Wikipedia page: http://en.wikipedia.org/wiki/Skewb
Jaap's page: http://www.jaapsch.net/puzzles/skewb.htm
Here's a nice easy solution by (and I quote) "monkeydude1313" (:)) that has a few simple algorithms and only makes turns of two... erm, not "faces" as such but the "L" and "R" notation used represents... well, perhaps I should let monkeydude1313 explain!
Description and notation: http://www.youtube.com/watch?v=iGiv6QSJFL4
Soooo, the "L" and "R" moves are performed as clockwise rotations of the entire half-cube around the Upper-Left-Front and Upper-Right-Front corners. In the early days I made the mistake of not distinguishing between the Upper Front and Lower Front corners!
Bottom Corners and Centers:
http://www.youtube.com/watch?v=iJNH_A9cnqw
To summarise: The bottom "layer" is mostly solved intuitively with the first three corners going into place almost trivially: -
Now the centres can be permuted: Up and Front will be swapped, as will Right and Left, whereas Down and Back will remain unchanged.
The algorithm: R' L R L' (a down-down, up-up type movement reminiscent of a pyraminx move)
Finishing off with the top corners: http://www.youtube.com/watch?v=fcvOKte4K9A
Right, so the final corners get twisted and switched with that same algorithm from the face-swapping: R' L R L' performed twice.
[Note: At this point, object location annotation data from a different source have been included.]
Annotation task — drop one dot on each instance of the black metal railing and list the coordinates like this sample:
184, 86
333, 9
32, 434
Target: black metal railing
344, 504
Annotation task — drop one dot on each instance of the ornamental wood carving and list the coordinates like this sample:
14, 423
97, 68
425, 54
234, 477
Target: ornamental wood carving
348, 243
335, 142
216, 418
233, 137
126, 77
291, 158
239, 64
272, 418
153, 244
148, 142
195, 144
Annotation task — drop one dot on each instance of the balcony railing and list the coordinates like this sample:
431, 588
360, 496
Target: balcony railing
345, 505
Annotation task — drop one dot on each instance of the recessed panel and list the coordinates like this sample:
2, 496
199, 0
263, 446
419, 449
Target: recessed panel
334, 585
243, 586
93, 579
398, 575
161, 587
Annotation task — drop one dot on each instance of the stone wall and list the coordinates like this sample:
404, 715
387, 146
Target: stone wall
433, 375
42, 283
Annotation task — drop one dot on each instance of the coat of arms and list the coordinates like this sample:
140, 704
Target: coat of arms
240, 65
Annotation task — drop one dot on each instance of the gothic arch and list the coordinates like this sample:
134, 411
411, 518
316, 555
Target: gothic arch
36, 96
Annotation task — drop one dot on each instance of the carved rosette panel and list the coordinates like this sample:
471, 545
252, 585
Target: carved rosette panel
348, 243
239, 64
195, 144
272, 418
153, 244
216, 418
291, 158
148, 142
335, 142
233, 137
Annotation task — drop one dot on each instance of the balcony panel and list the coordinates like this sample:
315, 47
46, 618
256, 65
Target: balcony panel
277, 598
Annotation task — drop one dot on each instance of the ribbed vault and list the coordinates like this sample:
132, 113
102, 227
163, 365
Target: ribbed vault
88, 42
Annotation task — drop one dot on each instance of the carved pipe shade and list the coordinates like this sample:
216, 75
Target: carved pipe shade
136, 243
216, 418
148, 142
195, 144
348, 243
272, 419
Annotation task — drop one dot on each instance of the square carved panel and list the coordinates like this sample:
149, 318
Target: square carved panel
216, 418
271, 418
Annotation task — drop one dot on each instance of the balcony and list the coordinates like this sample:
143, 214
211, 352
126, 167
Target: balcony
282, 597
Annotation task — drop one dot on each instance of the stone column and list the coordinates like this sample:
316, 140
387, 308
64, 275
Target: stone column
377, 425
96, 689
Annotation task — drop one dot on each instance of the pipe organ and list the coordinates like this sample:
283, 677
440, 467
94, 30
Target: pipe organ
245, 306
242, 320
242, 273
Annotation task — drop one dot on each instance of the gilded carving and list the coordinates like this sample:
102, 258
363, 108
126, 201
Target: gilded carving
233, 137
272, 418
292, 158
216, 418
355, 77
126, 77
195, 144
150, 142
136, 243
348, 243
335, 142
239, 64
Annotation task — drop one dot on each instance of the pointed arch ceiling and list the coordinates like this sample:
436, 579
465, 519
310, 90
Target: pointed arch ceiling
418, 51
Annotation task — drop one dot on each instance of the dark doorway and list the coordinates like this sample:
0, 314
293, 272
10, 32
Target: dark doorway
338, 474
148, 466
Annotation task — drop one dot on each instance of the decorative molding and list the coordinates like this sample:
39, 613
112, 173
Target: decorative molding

If you have corners like the headlights-sidelights OLL with headlights facing left and sidelights on the right side facing B and F it will solve the "last layer". If there are a pair of solved corners diagonally opposite each other and a pair of unsolved corners also diagonally opposite each other then performing the algorithm R'LRL' twice with result in the headlights sidelights and repeat to solve!